6th Sunday of Easter A - Homily 3

Homily 3 - 2014

The Beloved Disciple had possibly known the physical Jesus for three to five years. But by the time he wrote his Gospel thirty to forty years later, their time together had become past history. Certainly the Jesus whom he wrote about in his Gospel was the Jesus he had known in the flesh; but more importantly he was the one he had come to know even better over those intervening thirty to forty years. The words he put into the mouth of Jesus at the end of today’s passage express that experience well: those who love me … I will love them and will reveal myself to them. That had been precisely the Beloved Disciple’s experience – and it may not be all that different from our own.

To really know another well, we need to love them. That is non-negotiable. It also helps to know that they love us, too. But there is more. If we take care to mature across life [and that does not happen automatically], our capacity to love and to know another grows imperceptibly but powerfully. I do not know about you, but I know that that has been the case with me. I am still getting to know Jesus; and it keeps on getting more satisfying. I notice also that my knowing him better seems to run parallel with my getting to know and accept myself better.

In today's passage the Beloved Disciple had Jesus promising to give us what he called another Advocate, whom he also called the Spirit of truth. Advocate refers to a person who takes the side of another… More importantly, it is one who affirms and empowers people to grow, to develop and to become more and more truly themselves. 

The original Advocate was the historical Jesus whom the Beloved Disciple had known and who had had such an amazingly positive impact on him. He no doubt remembered how Jesus had helped him feel more alive when they had been together so long ago. Yet, during the years that had passed since Jesus’ death, the Disciple had come to experience this other Advocate who had continued the process begun by Jesus. 

The problem that many of us face is that deep down we struggle to believe how amazing each of us is. We may even struggle to believe that anyone could really love us if they knew what we were really like. There are a lot of people around who make us feel that way – and we do the same to them. People instinctively judge and categorise others – good/bad, right/wrong, like us/not like us, with us/against us, and so on. Sadly, we do the same to ourselves: we constantly judge ourselves.

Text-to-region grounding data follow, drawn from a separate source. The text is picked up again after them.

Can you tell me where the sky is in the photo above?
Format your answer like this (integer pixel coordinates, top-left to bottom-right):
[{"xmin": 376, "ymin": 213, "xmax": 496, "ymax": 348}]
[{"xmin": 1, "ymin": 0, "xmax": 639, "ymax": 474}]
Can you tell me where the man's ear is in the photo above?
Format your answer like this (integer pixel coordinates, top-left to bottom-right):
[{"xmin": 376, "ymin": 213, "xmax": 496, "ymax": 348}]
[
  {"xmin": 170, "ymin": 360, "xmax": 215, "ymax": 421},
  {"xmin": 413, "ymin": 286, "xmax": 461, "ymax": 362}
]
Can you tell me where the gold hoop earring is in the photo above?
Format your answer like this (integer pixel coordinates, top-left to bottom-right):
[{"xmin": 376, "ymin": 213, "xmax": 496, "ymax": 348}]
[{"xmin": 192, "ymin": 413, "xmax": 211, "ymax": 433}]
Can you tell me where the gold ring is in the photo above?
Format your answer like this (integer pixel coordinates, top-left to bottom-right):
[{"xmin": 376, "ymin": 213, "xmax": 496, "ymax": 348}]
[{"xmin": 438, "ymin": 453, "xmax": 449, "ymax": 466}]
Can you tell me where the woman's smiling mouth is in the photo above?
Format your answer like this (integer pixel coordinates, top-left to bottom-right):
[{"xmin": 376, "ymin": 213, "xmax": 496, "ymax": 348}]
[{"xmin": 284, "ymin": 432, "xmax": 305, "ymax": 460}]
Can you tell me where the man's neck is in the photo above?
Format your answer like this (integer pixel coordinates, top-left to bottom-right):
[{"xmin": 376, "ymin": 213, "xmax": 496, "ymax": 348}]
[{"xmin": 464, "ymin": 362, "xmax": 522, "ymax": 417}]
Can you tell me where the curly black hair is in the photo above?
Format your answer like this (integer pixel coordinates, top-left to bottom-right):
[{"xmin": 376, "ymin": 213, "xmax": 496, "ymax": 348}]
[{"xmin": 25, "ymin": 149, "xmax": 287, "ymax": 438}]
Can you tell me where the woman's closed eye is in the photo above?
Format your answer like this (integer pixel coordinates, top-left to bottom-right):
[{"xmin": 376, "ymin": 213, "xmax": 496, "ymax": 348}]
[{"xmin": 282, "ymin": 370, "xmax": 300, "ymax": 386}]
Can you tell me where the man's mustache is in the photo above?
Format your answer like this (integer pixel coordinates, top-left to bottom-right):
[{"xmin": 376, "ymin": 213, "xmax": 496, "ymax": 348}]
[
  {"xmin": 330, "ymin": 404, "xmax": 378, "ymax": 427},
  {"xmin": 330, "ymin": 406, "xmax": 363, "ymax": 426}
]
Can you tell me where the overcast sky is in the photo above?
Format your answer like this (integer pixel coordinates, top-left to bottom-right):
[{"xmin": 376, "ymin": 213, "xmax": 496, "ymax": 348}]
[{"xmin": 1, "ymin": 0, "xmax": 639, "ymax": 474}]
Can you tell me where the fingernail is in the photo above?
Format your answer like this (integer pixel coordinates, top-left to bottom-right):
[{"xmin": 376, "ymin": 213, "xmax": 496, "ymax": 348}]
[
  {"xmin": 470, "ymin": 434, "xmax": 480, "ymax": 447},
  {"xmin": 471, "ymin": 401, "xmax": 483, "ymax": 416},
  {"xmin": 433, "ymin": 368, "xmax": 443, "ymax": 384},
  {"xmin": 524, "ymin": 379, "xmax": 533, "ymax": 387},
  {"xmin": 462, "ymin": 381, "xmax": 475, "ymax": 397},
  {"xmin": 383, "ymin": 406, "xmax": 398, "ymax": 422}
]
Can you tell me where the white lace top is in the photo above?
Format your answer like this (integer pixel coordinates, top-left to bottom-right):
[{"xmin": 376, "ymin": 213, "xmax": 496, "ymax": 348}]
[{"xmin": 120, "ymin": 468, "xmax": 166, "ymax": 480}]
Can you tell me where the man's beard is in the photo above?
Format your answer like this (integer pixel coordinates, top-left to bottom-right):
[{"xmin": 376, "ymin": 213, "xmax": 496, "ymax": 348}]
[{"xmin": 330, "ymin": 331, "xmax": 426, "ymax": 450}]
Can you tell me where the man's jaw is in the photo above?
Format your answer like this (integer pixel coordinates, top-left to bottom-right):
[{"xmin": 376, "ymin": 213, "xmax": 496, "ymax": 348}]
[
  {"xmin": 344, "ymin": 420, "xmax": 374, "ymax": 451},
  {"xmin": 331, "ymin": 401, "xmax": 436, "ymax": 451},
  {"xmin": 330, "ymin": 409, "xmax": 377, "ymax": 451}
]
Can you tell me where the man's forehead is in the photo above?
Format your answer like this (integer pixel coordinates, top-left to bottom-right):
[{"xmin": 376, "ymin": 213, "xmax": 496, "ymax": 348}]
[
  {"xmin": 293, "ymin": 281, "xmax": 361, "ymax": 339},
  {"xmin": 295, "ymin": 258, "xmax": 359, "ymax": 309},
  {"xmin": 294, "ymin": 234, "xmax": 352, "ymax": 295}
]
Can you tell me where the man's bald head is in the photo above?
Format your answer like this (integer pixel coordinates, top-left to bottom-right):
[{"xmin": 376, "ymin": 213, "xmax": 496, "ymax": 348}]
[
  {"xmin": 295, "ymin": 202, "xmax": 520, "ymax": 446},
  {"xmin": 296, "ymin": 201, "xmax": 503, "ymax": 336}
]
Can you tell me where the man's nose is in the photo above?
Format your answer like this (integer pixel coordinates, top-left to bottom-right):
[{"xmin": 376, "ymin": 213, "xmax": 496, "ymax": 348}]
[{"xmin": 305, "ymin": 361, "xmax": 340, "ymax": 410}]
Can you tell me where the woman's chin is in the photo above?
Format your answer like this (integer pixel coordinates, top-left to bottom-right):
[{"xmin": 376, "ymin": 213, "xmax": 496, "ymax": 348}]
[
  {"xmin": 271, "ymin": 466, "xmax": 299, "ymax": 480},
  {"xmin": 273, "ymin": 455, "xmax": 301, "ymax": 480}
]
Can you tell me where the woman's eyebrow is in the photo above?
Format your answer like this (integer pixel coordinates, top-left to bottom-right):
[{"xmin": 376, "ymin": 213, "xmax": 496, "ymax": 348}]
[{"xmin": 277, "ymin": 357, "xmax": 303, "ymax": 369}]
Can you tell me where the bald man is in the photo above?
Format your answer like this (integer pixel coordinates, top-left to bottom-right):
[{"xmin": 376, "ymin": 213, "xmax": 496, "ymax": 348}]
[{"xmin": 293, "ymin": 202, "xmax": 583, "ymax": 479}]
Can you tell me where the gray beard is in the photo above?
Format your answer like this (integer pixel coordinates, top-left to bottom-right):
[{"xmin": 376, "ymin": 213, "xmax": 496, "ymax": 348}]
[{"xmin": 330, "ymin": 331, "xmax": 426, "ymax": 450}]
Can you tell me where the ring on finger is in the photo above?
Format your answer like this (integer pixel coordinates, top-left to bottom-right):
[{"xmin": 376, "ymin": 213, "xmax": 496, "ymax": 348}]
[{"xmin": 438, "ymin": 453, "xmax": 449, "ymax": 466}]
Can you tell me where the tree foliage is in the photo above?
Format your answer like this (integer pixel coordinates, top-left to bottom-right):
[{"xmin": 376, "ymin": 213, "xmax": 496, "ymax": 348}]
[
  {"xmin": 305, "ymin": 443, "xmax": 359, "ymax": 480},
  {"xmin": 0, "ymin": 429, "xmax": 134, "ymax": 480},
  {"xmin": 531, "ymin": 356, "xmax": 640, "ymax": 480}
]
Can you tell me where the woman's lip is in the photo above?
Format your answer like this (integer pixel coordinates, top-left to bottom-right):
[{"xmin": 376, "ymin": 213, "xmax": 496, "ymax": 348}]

Over the years, the Beloved Disciple had noticed another voice inside himself that did not categorise, judge or put him down – a voice that kept insisting that he was loved, loved by God, loved unconditionally. And he had come increasingly to accept that that was true. Across time he had come to recognise that voice as the voice of the other Advocate, the Spirit of truth. At first, like most others in the world from which he came, he did not see him nor know him – but gradually things had changed. He had come to discover, despite his persistent fears, that God was the one whom Jesus called his Father, not his Judge; and he had learnt to see himself in Jesus, who was in turn in the Father, and to be drawn into the wonderful dance of infinite Love that is the life of the Trinity.

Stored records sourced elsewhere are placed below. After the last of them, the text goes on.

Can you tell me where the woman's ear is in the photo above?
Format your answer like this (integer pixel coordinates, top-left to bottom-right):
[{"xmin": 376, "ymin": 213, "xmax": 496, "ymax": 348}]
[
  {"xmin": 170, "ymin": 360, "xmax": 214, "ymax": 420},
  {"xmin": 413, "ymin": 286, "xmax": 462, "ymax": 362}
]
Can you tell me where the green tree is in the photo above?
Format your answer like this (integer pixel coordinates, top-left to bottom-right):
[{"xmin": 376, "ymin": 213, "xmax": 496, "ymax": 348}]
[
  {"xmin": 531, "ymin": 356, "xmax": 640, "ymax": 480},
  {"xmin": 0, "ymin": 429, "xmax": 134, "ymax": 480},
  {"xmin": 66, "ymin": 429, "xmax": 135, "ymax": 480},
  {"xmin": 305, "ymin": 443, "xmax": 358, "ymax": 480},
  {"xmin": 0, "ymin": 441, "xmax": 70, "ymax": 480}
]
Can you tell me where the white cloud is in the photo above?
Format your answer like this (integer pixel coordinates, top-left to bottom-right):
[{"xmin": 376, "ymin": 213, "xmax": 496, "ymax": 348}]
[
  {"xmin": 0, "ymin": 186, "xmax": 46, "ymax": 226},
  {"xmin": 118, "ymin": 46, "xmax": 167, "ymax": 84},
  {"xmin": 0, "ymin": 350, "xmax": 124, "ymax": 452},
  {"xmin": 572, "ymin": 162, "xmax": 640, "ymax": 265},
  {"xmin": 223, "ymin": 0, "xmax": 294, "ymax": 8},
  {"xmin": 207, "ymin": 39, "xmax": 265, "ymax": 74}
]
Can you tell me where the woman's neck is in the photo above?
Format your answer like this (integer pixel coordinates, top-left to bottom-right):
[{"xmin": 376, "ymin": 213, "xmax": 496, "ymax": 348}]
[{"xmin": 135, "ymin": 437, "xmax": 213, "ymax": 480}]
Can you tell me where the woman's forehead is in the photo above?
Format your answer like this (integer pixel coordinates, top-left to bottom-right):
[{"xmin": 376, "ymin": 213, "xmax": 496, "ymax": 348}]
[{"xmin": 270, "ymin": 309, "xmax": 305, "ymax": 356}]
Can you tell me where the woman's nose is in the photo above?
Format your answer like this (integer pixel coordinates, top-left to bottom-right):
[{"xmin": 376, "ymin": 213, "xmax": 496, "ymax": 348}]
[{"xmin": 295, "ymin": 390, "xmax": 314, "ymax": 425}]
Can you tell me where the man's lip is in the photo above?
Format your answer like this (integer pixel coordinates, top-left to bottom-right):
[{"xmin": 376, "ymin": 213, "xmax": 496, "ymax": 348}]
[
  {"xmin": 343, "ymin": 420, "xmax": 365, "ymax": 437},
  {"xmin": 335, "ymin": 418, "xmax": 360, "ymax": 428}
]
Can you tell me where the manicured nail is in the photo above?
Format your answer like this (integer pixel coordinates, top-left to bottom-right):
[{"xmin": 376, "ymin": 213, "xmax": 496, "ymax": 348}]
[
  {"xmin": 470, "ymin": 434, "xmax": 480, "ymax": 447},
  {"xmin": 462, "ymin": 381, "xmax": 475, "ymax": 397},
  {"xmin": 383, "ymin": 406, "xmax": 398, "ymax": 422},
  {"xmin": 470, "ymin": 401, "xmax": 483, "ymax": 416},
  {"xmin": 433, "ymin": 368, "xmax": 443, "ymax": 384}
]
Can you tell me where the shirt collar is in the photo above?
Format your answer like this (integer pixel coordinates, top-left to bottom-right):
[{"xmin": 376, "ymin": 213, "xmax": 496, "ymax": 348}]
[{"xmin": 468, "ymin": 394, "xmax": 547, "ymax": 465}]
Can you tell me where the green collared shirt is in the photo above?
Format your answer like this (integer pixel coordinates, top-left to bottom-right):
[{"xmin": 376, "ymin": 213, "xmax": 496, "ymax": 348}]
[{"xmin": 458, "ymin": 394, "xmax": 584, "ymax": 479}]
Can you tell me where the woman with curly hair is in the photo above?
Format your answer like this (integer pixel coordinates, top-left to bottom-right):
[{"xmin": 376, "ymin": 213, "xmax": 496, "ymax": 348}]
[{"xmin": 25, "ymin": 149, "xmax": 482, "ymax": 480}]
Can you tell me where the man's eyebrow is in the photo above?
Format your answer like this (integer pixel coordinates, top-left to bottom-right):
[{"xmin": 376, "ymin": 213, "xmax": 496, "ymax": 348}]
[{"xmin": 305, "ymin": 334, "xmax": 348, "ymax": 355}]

The experience of the Beloved Disciple can be our experience. The Advocate, the Spirit of truth, is still at work. The quietly insistent voice can be heard; and over the last two thousand years has lost nothing of its power. But, like the Beloved Disciple himself, we need to discipline ourselves to create the stillness and silence in which the Advocate’s voice can be heard, the loving God encountered, and life can blossom.